Posted on 1 April 2015
Plyometrics in Rehabilitation

Plyometric training, also termed 'jump training', is a mode of exercise that enables a muscle to reach maximal force in the shortest possible time. This form of activity was first implemented in strength and conditioning programmes by coaches from the Soviet Union in the 1960's, and aroused international curiosity following the 1972 Olympics when Eastern European countries dominated the gold medals in track and field, gymnastics, and weight-lifting.

More recently, rigorous scientific research has demonstrated that plyometric training is currently the most effective of all interventions for injury prevention and late-stage rehabilitation in sport and high-level occupational activities.

"Plyometric" is a combination of Greek words that literally means to increase measurement (plio=more, metric=measure). Practically defined, Plyometric movements involves first a rapid muscle lengthening movement (eccentric phase), followed by a short resting phase (amortization phase), then an explosive muscle shortening movement (concentric phase). This movement pattern uses the strength, elasticity and innervation of muscle and surrounding tissues to jump higher, run faster, throw farther, or hit harder.

Plyometric exercises are thought to resolve post-injury neuromuscular impairments and to prepare the musculoskeletal system for rapid movements and high forces that may be similar to the demands imposed during sport participation, thus assisting the athlete with a return to full function.

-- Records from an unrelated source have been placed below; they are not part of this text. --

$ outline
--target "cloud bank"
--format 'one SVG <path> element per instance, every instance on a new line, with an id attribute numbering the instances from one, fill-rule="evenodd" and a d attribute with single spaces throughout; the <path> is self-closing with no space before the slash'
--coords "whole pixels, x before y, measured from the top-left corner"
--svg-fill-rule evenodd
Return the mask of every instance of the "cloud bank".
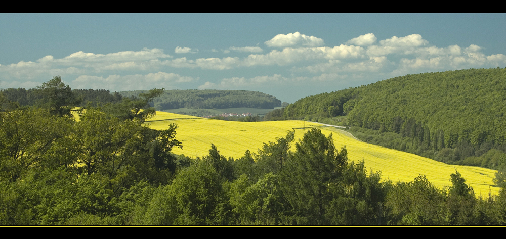
<path id="1" fill-rule="evenodd" d="M 273 49 L 217 47 L 206 50 L 206 57 L 198 57 L 204 56 L 200 52 L 175 58 L 157 48 L 105 54 L 78 51 L 61 58 L 48 55 L 0 65 L 0 88 L 35 87 L 60 75 L 74 88 L 262 91 L 294 82 L 309 88 L 315 82 L 372 83 L 407 74 L 506 66 L 506 56 L 500 53 L 487 56 L 475 44 L 433 45 L 418 34 L 378 40 L 370 33 L 334 46 L 299 32 L 266 40 L 265 45 Z M 178 55 L 198 52 L 188 47 L 174 50 Z"/>

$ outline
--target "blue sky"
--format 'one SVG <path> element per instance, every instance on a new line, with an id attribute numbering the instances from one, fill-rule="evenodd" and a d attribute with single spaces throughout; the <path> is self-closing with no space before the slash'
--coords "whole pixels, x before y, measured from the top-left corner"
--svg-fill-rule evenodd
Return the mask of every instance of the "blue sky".
<path id="1" fill-rule="evenodd" d="M 255 90 L 293 103 L 506 67 L 504 13 L 0 13 L 0 88 Z"/>

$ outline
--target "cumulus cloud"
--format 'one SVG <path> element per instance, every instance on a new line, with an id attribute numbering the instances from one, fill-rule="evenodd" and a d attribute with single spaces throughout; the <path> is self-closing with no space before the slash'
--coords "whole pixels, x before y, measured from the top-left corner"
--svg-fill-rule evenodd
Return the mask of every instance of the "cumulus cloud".
<path id="1" fill-rule="evenodd" d="M 309 47 L 321 46 L 324 44 L 323 39 L 315 36 L 309 36 L 299 32 L 287 34 L 276 35 L 272 39 L 265 42 L 269 47 L 285 47 L 301 46 Z"/>
<path id="2" fill-rule="evenodd" d="M 231 46 L 230 48 L 229 48 L 229 50 L 231 51 L 235 51 L 236 52 L 252 52 L 252 53 L 262 52 L 264 51 L 263 50 L 262 50 L 262 49 L 258 46 L 244 46 L 242 47 L 236 47 L 235 46 Z M 228 52 L 230 52 L 230 51 L 228 51 Z M 228 52 L 227 52 L 226 53 L 228 53 Z"/>
<path id="3" fill-rule="evenodd" d="M 369 45 L 374 44 L 377 39 L 374 34 L 368 33 L 352 39 L 347 41 L 346 44 L 360 46 Z"/>
<path id="4" fill-rule="evenodd" d="M 389 39 L 380 41 L 380 45 L 373 45 L 367 47 L 369 56 L 385 56 L 392 54 L 410 54 L 416 52 L 419 47 L 427 45 L 429 42 L 418 34 L 402 37 L 394 36 Z"/>
<path id="5" fill-rule="evenodd" d="M 174 50 L 174 52 L 178 54 L 197 53 L 198 52 L 198 49 L 192 49 L 190 47 L 181 47 L 178 46 Z"/>
<path id="6" fill-rule="evenodd" d="M 281 75 L 274 74 L 272 76 L 260 76 L 246 78 L 245 77 L 232 77 L 223 79 L 218 84 L 209 81 L 198 86 L 199 89 L 234 89 L 255 88 L 271 84 L 279 84 L 290 80 Z"/>

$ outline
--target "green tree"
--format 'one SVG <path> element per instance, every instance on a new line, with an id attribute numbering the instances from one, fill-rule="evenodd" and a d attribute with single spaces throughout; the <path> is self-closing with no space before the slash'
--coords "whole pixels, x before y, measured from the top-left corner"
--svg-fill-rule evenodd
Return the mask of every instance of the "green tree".
<path id="1" fill-rule="evenodd" d="M 107 104 L 104 111 L 122 120 L 131 120 L 144 123 L 156 114 L 154 107 L 149 104 L 155 98 L 163 93 L 163 89 L 151 89 L 146 93 L 136 97 L 123 97 L 121 102 Z"/>
<path id="2" fill-rule="evenodd" d="M 59 76 L 53 77 L 37 89 L 37 93 L 43 97 L 41 106 L 48 109 L 54 115 L 72 117 L 72 108 L 80 103 L 70 87 L 65 85 Z"/>
<path id="3" fill-rule="evenodd" d="M 221 177 L 210 162 L 197 160 L 155 193 L 146 212 L 150 225 L 228 224 Z"/>
<path id="4" fill-rule="evenodd" d="M 314 128 L 296 144 L 296 152 L 280 173 L 280 184 L 300 224 L 324 224 L 326 207 L 339 184 L 348 160 L 345 148 L 338 152 L 332 135 Z"/>

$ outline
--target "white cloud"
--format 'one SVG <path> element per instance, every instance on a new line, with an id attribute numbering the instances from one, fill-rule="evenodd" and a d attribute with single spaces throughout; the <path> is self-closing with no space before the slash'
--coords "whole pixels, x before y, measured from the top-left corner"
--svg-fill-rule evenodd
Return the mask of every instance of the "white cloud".
<path id="1" fill-rule="evenodd" d="M 198 52 L 198 49 L 192 49 L 190 47 L 181 47 L 178 46 L 176 47 L 174 50 L 174 52 L 178 54 L 183 54 L 183 53 L 197 53 Z"/>
<path id="2" fill-rule="evenodd" d="M 262 49 L 258 46 L 244 46 L 242 47 L 236 47 L 235 46 L 231 46 L 229 48 L 229 50 L 231 51 L 235 51 L 236 52 L 252 52 L 252 53 L 258 53 L 262 52 L 264 50 Z M 225 53 L 228 53 L 230 52 L 226 52 Z"/>
<path id="3" fill-rule="evenodd" d="M 374 34 L 368 33 L 352 39 L 347 41 L 346 44 L 360 46 L 369 45 L 374 44 L 377 39 Z"/>
<path id="4" fill-rule="evenodd" d="M 232 69 L 240 61 L 238 57 L 224 58 L 199 58 L 195 61 L 197 65 L 202 69 L 225 70 Z"/>
<path id="5" fill-rule="evenodd" d="M 392 54 L 411 54 L 415 53 L 419 47 L 429 43 L 418 34 L 413 34 L 403 37 L 394 36 L 390 39 L 380 41 L 380 45 L 371 45 L 367 47 L 369 56 L 385 56 Z"/>
<path id="6" fill-rule="evenodd" d="M 198 89 L 240 89 L 246 88 L 254 88 L 273 83 L 282 83 L 288 80 L 289 79 L 277 74 L 274 74 L 272 76 L 259 76 L 250 78 L 232 77 L 223 79 L 218 84 L 207 81 L 204 84 L 198 86 Z"/>
<path id="7" fill-rule="evenodd" d="M 393 47 L 417 47 L 428 43 L 428 41 L 422 39 L 421 36 L 418 34 L 413 34 L 403 37 L 394 36 L 390 39 L 380 41 L 380 45 Z"/>
<path id="8" fill-rule="evenodd" d="M 324 44 L 322 39 L 315 36 L 308 36 L 301 34 L 299 32 L 286 35 L 283 34 L 277 35 L 272 39 L 266 41 L 265 43 L 267 46 L 277 47 L 295 46 L 314 47 L 321 46 Z"/>

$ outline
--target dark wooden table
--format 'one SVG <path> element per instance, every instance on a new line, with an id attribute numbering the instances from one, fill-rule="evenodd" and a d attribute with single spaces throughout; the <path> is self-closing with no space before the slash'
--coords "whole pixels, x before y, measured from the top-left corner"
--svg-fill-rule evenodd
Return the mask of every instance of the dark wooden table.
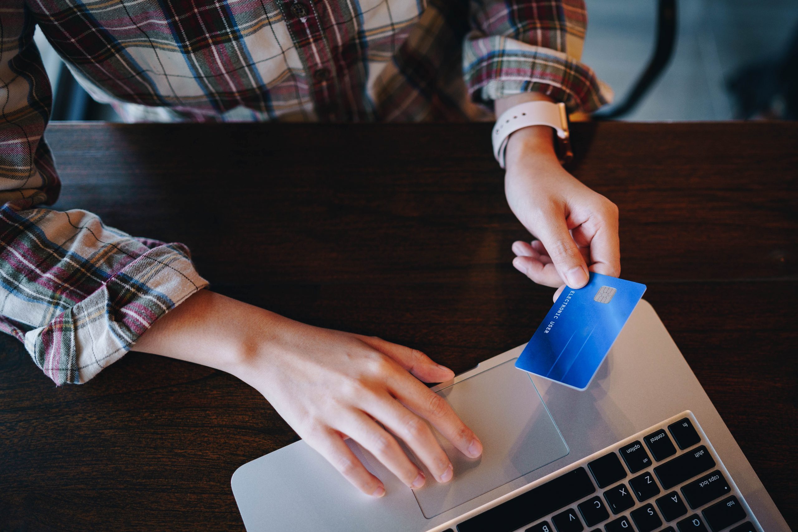
<path id="1" fill-rule="evenodd" d="M 48 130 L 60 209 L 184 242 L 213 289 L 418 347 L 457 372 L 531 335 L 552 290 L 489 125 Z M 579 124 L 571 169 L 621 211 L 646 298 L 798 528 L 798 124 Z M 2 335 L 0 335 L 2 336 Z M 227 374 L 130 353 L 60 388 L 0 337 L 0 530 L 239 530 L 236 467 L 297 438 Z"/>

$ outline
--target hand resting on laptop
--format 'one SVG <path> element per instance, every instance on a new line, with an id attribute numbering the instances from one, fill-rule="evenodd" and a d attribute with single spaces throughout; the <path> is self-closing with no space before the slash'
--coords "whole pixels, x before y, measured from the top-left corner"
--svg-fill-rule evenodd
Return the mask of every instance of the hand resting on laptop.
<path id="1" fill-rule="evenodd" d="M 384 495 L 384 484 L 357 459 L 346 437 L 412 488 L 425 477 L 397 437 L 438 482 L 453 475 L 425 420 L 467 456 L 482 454 L 482 443 L 448 403 L 422 384 L 448 380 L 452 370 L 380 338 L 305 325 L 203 290 L 158 320 L 134 349 L 239 377 L 369 495 Z"/>

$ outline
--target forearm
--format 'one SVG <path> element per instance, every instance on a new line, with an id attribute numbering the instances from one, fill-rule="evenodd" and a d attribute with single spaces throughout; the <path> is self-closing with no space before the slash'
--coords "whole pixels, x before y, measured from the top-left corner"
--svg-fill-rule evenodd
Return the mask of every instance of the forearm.
<path id="1" fill-rule="evenodd" d="M 273 339 L 283 321 L 290 320 L 203 290 L 156 321 L 133 349 L 201 364 L 247 380 L 254 353 Z"/>

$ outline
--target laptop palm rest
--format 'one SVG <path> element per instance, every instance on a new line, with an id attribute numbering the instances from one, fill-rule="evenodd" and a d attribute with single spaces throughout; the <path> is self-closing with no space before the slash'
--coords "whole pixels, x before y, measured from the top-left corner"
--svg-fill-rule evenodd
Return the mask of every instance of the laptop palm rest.
<path id="1" fill-rule="evenodd" d="M 516 368 L 515 361 L 438 392 L 482 440 L 484 451 L 479 459 L 468 458 L 435 432 L 452 460 L 454 479 L 438 483 L 416 461 L 427 483 L 413 494 L 428 519 L 568 454 L 529 375 Z M 367 459 L 374 459 L 367 455 Z"/>

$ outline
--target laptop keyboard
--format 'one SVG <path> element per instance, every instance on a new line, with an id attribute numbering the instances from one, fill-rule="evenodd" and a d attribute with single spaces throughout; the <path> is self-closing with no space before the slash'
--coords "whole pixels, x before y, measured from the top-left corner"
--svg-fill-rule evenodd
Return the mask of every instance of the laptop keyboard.
<path id="1" fill-rule="evenodd" d="M 693 414 L 685 412 L 571 464 L 553 479 L 458 523 L 456 530 L 761 528 Z"/>

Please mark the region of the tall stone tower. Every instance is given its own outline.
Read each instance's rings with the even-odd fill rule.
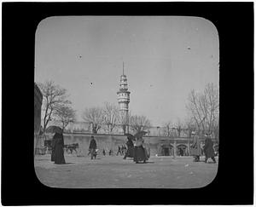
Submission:
[[[119,106],[119,115],[121,116],[121,124],[123,125],[124,133],[129,132],[129,102],[130,102],[130,94],[127,87],[127,78],[124,73],[124,62],[123,62],[123,74],[120,77],[119,90],[117,92],[118,102]]]

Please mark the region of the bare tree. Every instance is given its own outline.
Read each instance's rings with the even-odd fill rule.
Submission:
[[[49,122],[56,113],[57,110],[65,106],[71,104],[71,101],[67,100],[67,90],[59,85],[55,85],[53,81],[46,81],[44,83],[38,83],[38,87],[43,95],[43,117],[44,125],[43,131],[44,132]]]
[[[137,133],[150,129],[150,121],[145,116],[131,116],[130,126],[133,132]]]
[[[102,109],[101,107],[85,108],[82,118],[92,124],[92,132],[97,134],[104,121]]]
[[[119,108],[114,104],[105,102],[102,112],[103,123],[106,124],[108,133],[112,133],[119,121]]]
[[[192,90],[186,106],[201,133],[212,132],[218,123],[218,89],[208,83],[203,93]]]
[[[192,131],[195,131],[196,126],[195,124],[194,118],[189,118],[184,122],[184,133],[187,137],[191,137]]]
[[[62,124],[62,129],[76,119],[75,111],[70,106],[61,106],[56,110],[55,117]]]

Since the aim of rehabilitation is to regain the pre-injury level of function of the injured site and also to return the athlete to their pre-injury state of fitness, plyometrics are an excellent rehab tool. If an athlete has to run, jump, change direction and so on in their sport, then their rehabilitation should prepare them specifically for those actions.

Low intensity plyometrics is a very useful tool to retrain dynamic balance and proprioception after injury, and once functional stability is regained, such exercises can be gradually introduced. In late stage rehabilitation, when the injury site is strong and close to fully repaired, higher level plyometric drills that mimic the sporting environment may be included. It is essential that recovering athletes perform explosive type movements in a closed environment before returning to any field or court sport.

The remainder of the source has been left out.